Looking at the situation in India... "How can a society take responsibility to ensure awareness and education spread?" We need to realize that this blurry entity we call "society" is made of individuals. Every individual who has seen the lie and its consequences needs to find the courage to express out loud what they see.

Yes, getting past all the taboos is a big challenge. People dopn't want to be stigmayized. They don't want other s to know, and they don't thier family stigmatized, and so on.

The denial runs deep. I have played on African AIDS awareness benefits with musicians from West African countries who to this day refuse to acknowledge that anyone in their country has AIDS. As astounding as that sounds its true.

Once after a prominent musician had died I sent a message out of commemoration and was immediately chastised by the musician's producer and sternly told that I should never ever mention to anyone the true cause of his death.

This denial has, in my opinion, become one of the leading causes of the spread of the disease.

Hats off to anyone who can find ways to pierce that veil!

Dear Mallika; I had no idea, the high rate of aides in India!! I was taken aback, really.

Since the beginning of humankind; leaders were born/raised to lead. Some were good, some were not. Same stands today.

To me, poverty is a government neglect, and abuse.

In days of old, and even presently in many parts of the impoverished world; the rich and powerful, abuse the many poor.

In this slavery of human beings; they are kept uneducated and ignorant of rights and freedoms, which pertain to them.

Seems to me, it is about time, that the high profile celebrities from India; making a profit in India; use their fame, to bring aides education to the front!

They say the prophecy of doom, for humans on earth, will not only be the new big bang, from combined nukes, bringing us closer and closer to the sun with each blast and shift of its earthly axis.... well, they say our downfall will be disease. I wonder if its aides, as its proportioned itself around the world; and has become a plague to humans.

Deploying non-vizible germs and bacteria into the air, water, food... is just real insane.

Let us "NOT FORGET" the aides virus; was linked to an inoculation given to pretty much all of Africa for a few years consecutively. then, one day.. oh dear.. there is a new virus, gay people made?

dear god.. they KNOW what they do; so let us educate those whom do not!

When I was in India, I noticed more slogans on billboards, buses,taxis, you name it. T remember one in particular for family planning:

" We two, ours one"

It seems that in India, people go out to receive messages from society or the culture.

I think the message that every human is precious and made in God's image and must be educated and protected from diseases like AIDS and a hundred other illnesses must be taught. And like Yogi says get beyond the stigmas, that kills many.

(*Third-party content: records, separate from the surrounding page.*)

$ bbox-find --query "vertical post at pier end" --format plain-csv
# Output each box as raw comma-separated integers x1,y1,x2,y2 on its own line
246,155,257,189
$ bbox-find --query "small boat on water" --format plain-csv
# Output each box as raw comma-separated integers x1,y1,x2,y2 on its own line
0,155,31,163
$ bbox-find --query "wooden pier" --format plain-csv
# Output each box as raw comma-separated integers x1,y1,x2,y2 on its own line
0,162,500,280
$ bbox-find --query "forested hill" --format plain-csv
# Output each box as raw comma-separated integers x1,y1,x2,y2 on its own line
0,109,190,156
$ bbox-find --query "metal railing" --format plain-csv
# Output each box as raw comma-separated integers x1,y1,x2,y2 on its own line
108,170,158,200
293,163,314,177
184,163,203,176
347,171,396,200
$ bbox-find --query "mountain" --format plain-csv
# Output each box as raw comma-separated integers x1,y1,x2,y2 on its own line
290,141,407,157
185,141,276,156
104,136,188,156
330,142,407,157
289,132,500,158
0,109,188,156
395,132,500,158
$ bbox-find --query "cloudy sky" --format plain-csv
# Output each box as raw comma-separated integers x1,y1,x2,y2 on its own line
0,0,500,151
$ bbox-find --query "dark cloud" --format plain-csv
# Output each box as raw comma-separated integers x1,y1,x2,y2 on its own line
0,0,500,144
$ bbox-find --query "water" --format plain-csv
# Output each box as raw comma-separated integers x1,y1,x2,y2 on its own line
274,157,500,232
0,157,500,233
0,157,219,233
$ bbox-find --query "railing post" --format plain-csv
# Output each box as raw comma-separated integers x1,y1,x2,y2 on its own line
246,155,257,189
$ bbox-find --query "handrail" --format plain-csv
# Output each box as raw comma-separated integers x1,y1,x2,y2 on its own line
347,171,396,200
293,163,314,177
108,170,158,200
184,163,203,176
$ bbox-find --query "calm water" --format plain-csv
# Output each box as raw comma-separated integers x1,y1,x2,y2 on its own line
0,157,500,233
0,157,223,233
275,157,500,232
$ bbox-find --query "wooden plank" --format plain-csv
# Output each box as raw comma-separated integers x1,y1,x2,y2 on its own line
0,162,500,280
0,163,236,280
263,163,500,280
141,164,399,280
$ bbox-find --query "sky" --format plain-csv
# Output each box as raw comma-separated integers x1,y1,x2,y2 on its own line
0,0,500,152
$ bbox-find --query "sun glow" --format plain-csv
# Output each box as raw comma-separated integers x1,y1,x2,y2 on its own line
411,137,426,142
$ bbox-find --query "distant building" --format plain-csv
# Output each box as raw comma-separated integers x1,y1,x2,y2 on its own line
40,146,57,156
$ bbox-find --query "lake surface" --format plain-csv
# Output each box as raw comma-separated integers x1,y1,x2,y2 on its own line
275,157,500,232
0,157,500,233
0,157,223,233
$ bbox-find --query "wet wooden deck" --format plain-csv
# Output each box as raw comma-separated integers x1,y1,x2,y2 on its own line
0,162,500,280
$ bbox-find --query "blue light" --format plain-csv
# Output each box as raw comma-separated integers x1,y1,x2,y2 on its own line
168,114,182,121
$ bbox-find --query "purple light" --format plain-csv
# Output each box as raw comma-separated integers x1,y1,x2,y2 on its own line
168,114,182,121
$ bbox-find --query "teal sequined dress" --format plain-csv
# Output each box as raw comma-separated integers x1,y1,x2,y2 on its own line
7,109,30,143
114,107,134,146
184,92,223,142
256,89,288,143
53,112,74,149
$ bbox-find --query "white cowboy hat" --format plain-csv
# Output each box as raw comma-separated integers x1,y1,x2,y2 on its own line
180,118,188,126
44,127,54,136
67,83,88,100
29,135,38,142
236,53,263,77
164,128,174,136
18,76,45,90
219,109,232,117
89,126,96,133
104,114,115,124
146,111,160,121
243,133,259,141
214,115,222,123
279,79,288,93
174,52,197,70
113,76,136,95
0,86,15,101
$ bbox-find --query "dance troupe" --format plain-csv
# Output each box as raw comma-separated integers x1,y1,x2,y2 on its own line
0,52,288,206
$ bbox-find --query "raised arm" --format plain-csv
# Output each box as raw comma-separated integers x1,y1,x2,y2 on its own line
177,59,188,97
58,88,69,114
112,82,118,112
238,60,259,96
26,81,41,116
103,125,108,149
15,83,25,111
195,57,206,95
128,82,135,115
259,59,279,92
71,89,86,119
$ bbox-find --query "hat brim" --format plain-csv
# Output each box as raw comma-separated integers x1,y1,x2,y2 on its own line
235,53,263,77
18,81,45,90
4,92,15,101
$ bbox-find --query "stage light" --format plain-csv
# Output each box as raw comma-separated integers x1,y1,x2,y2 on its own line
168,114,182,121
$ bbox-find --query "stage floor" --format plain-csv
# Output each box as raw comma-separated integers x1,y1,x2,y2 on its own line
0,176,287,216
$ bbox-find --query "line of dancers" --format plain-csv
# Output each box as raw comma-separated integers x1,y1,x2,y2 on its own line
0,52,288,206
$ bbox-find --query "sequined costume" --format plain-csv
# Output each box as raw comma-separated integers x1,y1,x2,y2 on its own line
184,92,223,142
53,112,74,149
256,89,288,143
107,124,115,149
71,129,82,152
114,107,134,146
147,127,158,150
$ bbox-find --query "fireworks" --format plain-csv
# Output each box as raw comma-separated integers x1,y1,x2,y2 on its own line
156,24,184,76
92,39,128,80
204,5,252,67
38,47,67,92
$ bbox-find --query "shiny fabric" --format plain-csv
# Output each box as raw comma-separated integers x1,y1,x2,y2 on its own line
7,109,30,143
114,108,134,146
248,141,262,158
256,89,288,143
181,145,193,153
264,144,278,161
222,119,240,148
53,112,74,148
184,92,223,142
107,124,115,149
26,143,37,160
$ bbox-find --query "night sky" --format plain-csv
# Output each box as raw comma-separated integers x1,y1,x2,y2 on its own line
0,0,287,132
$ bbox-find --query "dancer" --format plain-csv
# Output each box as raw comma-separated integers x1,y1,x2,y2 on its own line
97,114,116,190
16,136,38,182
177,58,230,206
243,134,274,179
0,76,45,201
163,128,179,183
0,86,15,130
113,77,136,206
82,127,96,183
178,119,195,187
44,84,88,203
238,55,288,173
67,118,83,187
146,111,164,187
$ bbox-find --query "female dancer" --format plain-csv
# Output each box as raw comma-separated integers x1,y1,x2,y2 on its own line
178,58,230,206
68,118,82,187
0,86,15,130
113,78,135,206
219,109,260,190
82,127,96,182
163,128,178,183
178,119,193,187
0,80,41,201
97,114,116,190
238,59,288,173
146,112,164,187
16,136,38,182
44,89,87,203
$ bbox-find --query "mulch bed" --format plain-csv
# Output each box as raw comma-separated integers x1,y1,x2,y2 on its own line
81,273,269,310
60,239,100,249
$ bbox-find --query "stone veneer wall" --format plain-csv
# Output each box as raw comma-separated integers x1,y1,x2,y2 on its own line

Honor and pride should not supercede death to a child from AIDS.

You want transformation and intent, how about valuing the individual above stigma.

Their are models of success in fighting AIDS in Africa, why not bring those models to India and begin some pilot programs and grow from there.

I hope the Indian Govt. takes AIDS seriously.

Steve

When a culture values the next life or escape from the wheels of birth and death more than making the most in the present as if it was the one and only lifetime to live, then a sort of fatalism takes over.

I remember staying in a hotel in Bangkok and reading the brochures about the city , sights to see etc, and something really stood out, a discussion about prostitutes. The brochure said that most prostitutes are Buddhist(not a surprise in Thailand) and to them it's their accepted fate to be in this trade based on their beliefs.

The incidence of AIDS in Thailand is probably greater than India.

thanku for helping me hope you will help me with my work to. thanku again

my question is what was the role of pharmacist in past relating to aids? what condition was it ?

thanku 4 helping me.
i would need ur help so plz help me out with pharmacist role in present past future in aids.